Âhiret âlemine ait konuları çok uzak bir zamanda olup bitecek hadiselermiş gibi okuma temayülü hepimizde vardır. Ancak, âyet ve hadislerde de kesin ifadelerle bildirildiği gibi, âhiret âlemi çok uzak değil, bize çok yakın bir âlemdir. Herhangi bir anda başımıza gelebilecek olan ölüm geldiği zaman, âhiret âleminin ilk menziline adımımızı atmışız demektir. O andan itibaren uzak olan, dünya hayatıdır. Hattâ o kadar uzaktır ki, hiçbir şekilde geriye dönüş imkânı yoktur; âhiret ise artık adımımızı atmış olduğumuz bir âlemdir ve hiçbir zaman sonu gelmeyecektir. Kur’ân ve Hadis bize sürekli olarak bu hakikati hatırlatır ve bu muhakkak yolculuğa azıksız çıkmamamız için bizi uyarır. Hattâ Kur’ân’ın âhiret âlemine ait tasvirleri, şimdi okuduğumuz âyetlerde olduğu gibi, ekseriyetle geçmiş zaman kipiyle anlatılmıştır.
Bundan çıkaracağımız derslerden en önemlisi, bizim de bu olup biteceklere gerçekten olup bitmiş gözüyle bakmak ve bu dünya üzerindeki hayatımızın her gününde bu hatıraları tekrar tekrar yaşamak olmalıdır. Dünya hayatının kıymetini de ancak bu şekilde takdir edebilir ve onu lâyıkınca değerlendirebiliriz. Aksi takdirde, kitabı kapatır kapatmaz dünya hayatına gaflet içinde dönecek olursak, elimizdeki yegâne fırsatı da hebâ etmiş oluruz.
Hz. İsa’nın mahşer günündeki şahitliği ile ilgili âyetlere önümüzdeki Kur’an Buluşmalarında da devam edilecek.

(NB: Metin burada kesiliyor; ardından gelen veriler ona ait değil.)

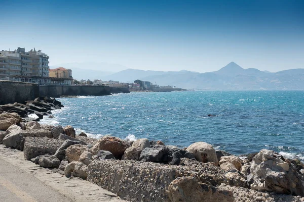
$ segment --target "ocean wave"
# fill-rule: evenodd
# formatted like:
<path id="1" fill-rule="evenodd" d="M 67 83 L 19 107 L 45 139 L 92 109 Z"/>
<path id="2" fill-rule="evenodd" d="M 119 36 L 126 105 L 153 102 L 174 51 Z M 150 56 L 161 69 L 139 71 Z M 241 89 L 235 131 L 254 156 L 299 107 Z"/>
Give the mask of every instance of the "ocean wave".
<path id="1" fill-rule="evenodd" d="M 128 136 L 127 137 L 126 137 L 125 139 L 127 140 L 129 140 L 129 141 L 135 141 L 137 139 L 135 137 L 135 136 L 134 135 L 133 135 L 133 134 L 129 134 L 129 135 L 128 135 Z"/>

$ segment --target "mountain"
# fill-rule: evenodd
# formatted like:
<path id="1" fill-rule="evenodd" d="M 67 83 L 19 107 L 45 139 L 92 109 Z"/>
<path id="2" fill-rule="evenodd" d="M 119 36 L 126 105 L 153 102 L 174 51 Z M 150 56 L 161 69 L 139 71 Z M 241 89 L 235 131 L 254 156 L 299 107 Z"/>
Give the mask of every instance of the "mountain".
<path id="1" fill-rule="evenodd" d="M 159 85 L 204 90 L 304 90 L 304 69 L 276 73 L 244 69 L 231 62 L 218 71 L 200 73 L 182 70 L 162 72 L 127 69 L 104 77 L 105 80 L 149 81 Z"/>

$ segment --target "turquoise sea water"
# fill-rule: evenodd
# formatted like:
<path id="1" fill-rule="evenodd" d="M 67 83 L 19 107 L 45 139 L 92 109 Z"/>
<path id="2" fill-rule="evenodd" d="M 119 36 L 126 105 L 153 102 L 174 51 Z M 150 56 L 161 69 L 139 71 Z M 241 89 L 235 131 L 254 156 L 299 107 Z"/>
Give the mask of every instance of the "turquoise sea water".
<path id="1" fill-rule="evenodd" d="M 93 136 L 147 138 L 181 147 L 202 141 L 235 155 L 265 148 L 304 159 L 303 95 L 198 91 L 61 98 L 65 107 L 42 122 L 71 125 L 77 133 Z"/>

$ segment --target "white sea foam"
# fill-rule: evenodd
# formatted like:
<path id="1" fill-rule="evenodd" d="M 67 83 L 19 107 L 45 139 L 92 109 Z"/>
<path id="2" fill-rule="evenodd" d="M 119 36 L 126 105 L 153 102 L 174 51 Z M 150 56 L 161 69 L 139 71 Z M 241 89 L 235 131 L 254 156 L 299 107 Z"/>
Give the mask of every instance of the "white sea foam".
<path id="1" fill-rule="evenodd" d="M 280 152 L 279 154 L 287 159 L 298 159 L 301 162 L 304 161 L 304 157 L 300 154 L 296 154 L 285 152 Z"/>
<path id="2" fill-rule="evenodd" d="M 128 136 L 126 137 L 125 139 L 129 141 L 135 141 L 136 139 L 137 139 L 135 137 L 135 136 L 133 134 L 129 134 L 129 135 L 128 135 Z"/>

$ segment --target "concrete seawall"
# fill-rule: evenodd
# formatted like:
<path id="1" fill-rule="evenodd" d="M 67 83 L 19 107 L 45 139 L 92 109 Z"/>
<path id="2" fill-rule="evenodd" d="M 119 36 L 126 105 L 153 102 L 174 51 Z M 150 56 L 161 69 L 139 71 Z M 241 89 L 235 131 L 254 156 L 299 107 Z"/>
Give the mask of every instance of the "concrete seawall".
<path id="1" fill-rule="evenodd" d="M 42 85 L 39 87 L 40 96 L 59 97 L 61 95 L 108 95 L 111 93 L 130 92 L 128 88 L 102 86 Z"/>
<path id="2" fill-rule="evenodd" d="M 39 86 L 35 83 L 0 81 L 0 105 L 32 100 L 39 96 Z"/>

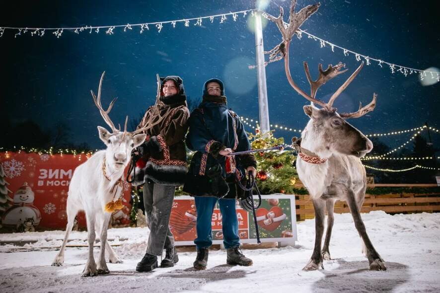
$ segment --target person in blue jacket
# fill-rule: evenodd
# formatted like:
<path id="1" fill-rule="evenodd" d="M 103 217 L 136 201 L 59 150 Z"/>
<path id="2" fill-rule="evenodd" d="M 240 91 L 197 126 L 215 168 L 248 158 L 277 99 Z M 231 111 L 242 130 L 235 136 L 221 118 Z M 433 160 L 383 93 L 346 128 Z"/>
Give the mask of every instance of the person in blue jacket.
<path id="1" fill-rule="evenodd" d="M 246 182 L 246 174 L 255 176 L 257 163 L 251 154 L 231 156 L 234 151 L 251 149 L 247 135 L 238 115 L 227 109 L 224 86 L 220 79 L 207 80 L 203 98 L 189 119 L 186 143 L 196 151 L 183 190 L 195 197 L 197 256 L 194 268 L 206 268 L 208 248 L 212 244 L 211 219 L 218 201 L 222 215 L 223 244 L 229 265 L 250 266 L 252 260 L 239 249 L 235 198 L 244 191 L 237 180 Z"/>

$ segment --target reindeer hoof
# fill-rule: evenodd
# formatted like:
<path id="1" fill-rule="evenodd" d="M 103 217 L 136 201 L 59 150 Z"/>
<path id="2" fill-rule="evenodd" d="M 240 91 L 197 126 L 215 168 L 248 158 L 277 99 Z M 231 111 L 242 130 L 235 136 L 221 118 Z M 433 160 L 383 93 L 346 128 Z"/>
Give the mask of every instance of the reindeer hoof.
<path id="1" fill-rule="evenodd" d="M 110 271 L 108 269 L 98 269 L 98 275 L 107 275 L 107 274 L 110 274 Z"/>
<path id="2" fill-rule="evenodd" d="M 96 267 L 92 268 L 90 266 L 88 266 L 84 269 L 81 277 L 93 277 L 94 276 L 98 276 L 98 271 Z"/>
<path id="3" fill-rule="evenodd" d="M 115 257 L 110 257 L 109 258 L 108 262 L 112 264 L 122 264 L 124 262 L 117 256 L 115 256 Z"/>
<path id="4" fill-rule="evenodd" d="M 308 263 L 302 268 L 302 270 L 316 271 L 319 270 L 320 268 L 322 268 L 323 270 L 324 269 L 324 266 L 322 265 L 322 261 L 320 261 L 318 263 L 316 263 L 314 261 L 311 259 L 310 261 L 308 262 Z"/>
<path id="5" fill-rule="evenodd" d="M 63 263 L 64 262 L 64 257 L 57 256 L 55 258 L 55 259 L 54 260 L 54 262 L 52 263 L 52 266 L 55 267 L 59 267 L 60 266 L 63 265 Z"/>
<path id="6" fill-rule="evenodd" d="M 63 263 L 54 262 L 52 263 L 53 267 L 61 267 L 63 265 Z"/>
<path id="7" fill-rule="evenodd" d="M 378 258 L 369 264 L 369 269 L 371 271 L 386 271 L 386 266 L 384 261 Z"/>
<path id="8" fill-rule="evenodd" d="M 330 256 L 330 252 L 329 252 L 328 251 L 323 251 L 321 253 L 321 254 L 322 255 L 322 258 L 323 258 L 325 260 L 331 260 L 331 258 Z"/>

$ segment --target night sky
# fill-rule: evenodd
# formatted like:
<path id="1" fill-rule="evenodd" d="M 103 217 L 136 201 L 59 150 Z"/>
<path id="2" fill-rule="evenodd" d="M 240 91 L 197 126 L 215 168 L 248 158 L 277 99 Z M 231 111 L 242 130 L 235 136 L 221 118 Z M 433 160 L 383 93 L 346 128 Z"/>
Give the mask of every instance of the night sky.
<path id="1" fill-rule="evenodd" d="M 80 3 L 77 3 L 80 2 Z M 88 3 L 90 2 L 90 3 Z M 315 2 L 299 0 L 296 11 Z M 372 58 L 417 69 L 440 67 L 438 6 L 436 1 L 321 1 L 317 12 L 301 27 L 341 47 Z M 278 15 L 279 6 L 289 11 L 290 1 L 271 1 L 266 10 Z M 166 21 L 209 16 L 254 8 L 252 0 L 166 1 L 26 1 L 0 11 L 0 27 L 63 27 L 110 25 Z M 285 20 L 287 17 L 285 16 Z M 265 19 L 264 20 L 266 20 Z M 114 34 L 65 31 L 59 38 L 47 31 L 40 38 L 28 32 L 14 38 L 6 30 L 0 38 L 1 103 L 0 115 L 13 123 L 30 119 L 49 130 L 60 124 L 71 128 L 71 141 L 86 143 L 93 148 L 103 145 L 96 126 L 106 126 L 93 103 L 90 90 L 96 90 L 101 73 L 106 74 L 102 102 L 107 105 L 118 97 L 110 116 L 115 124 L 126 115 L 137 119 L 154 103 L 155 74 L 182 77 L 189 98 L 201 99 L 202 87 L 208 78 L 225 83 L 229 107 L 240 116 L 258 119 L 255 39 L 248 29 L 249 14 L 231 16 L 223 23 L 204 19 L 202 26 L 189 27 L 177 23 L 164 24 L 160 33 L 154 27 L 139 33 L 139 28 Z M 263 30 L 264 47 L 269 50 L 281 41 L 275 24 Z M 312 77 L 318 64 L 325 67 L 340 61 L 349 72 L 325 84 L 317 97 L 327 101 L 348 78 L 359 63 L 355 56 L 318 41 L 294 38 L 291 46 L 291 71 L 297 83 L 309 90 L 302 68 L 307 61 Z M 307 118 L 302 106 L 308 103 L 289 84 L 284 63 L 266 68 L 271 124 L 302 128 Z M 378 95 L 375 110 L 350 120 L 365 134 L 383 133 L 420 126 L 425 122 L 440 128 L 439 83 L 422 86 L 416 74 L 408 77 L 390 73 L 387 66 L 366 65 L 335 102 L 340 112 L 355 111 L 360 101 L 366 104 L 373 92 Z M 276 135 L 290 140 L 292 133 Z M 387 141 L 395 146 L 410 135 Z M 439 142 L 438 134 L 433 137 Z M 394 141 L 394 140 L 396 140 Z M 439 144 L 437 143 L 437 146 Z"/>

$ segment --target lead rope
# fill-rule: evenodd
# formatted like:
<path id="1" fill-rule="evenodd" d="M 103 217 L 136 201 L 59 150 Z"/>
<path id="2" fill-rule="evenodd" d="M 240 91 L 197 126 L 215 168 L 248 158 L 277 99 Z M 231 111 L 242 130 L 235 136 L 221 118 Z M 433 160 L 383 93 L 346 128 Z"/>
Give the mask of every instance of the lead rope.
<path id="1" fill-rule="evenodd" d="M 240 202 L 240 205 L 242 208 L 247 211 L 248 212 L 252 212 L 254 217 L 254 223 L 255 224 L 255 232 L 257 234 L 257 243 L 261 243 L 260 240 L 260 232 L 258 230 L 258 224 L 257 222 L 257 214 L 256 210 L 261 206 L 261 194 L 258 190 L 258 187 L 257 186 L 257 180 L 254 177 L 252 172 L 249 171 L 248 172 L 248 179 L 246 179 L 246 186 L 243 186 L 243 184 L 240 181 L 239 176 L 238 176 L 238 171 L 235 173 L 237 183 L 238 186 L 245 191 L 245 193 L 247 192 L 248 194 L 243 200 Z M 254 202 L 254 195 L 252 191 L 254 187 L 257 190 L 257 194 L 258 195 L 258 203 L 255 205 Z"/>

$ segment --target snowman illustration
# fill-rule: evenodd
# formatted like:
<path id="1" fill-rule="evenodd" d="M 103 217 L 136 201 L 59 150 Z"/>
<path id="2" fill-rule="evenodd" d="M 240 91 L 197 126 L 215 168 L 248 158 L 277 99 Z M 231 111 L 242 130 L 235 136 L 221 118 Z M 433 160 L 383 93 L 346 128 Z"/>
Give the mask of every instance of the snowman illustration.
<path id="1" fill-rule="evenodd" d="M 16 227 L 20 226 L 30 218 L 33 220 L 34 226 L 40 223 L 41 214 L 33 205 L 35 194 L 31 188 L 24 182 L 14 194 L 14 204 L 3 215 L 4 226 Z"/>

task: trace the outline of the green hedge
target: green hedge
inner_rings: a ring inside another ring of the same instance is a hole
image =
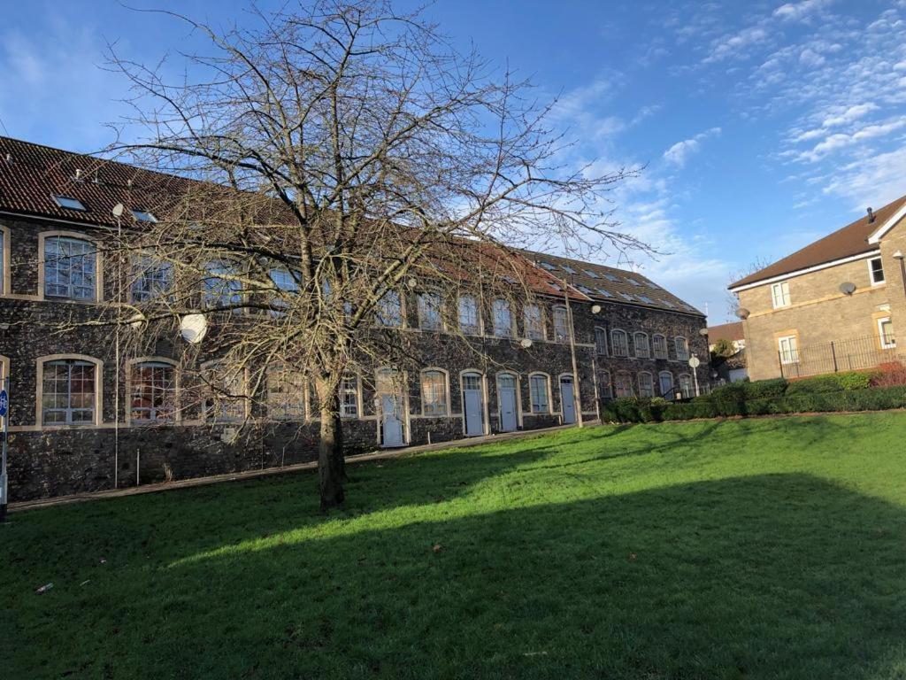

Kur’an Buluşmalarının 330. bölümüne ait video kaydını buradan izleyebilirsiniz:
UTESAV organizasyonuyla gerçekleşen ve daha önce MÜSİAD Genel Merkezinde yapılan Kur’an Buluşmaları, salgın sebebiyle bir müddettir https://www.youtube.com/erdemlihayat adresinden Cumartesi günleri 07:30’dan itibaren canlı olarak yayınlanıyor. Kur’an Buluşmaları ile ilgili gelişmeleri kaçırmamak için bu sayfaya abone olabilirsiniz.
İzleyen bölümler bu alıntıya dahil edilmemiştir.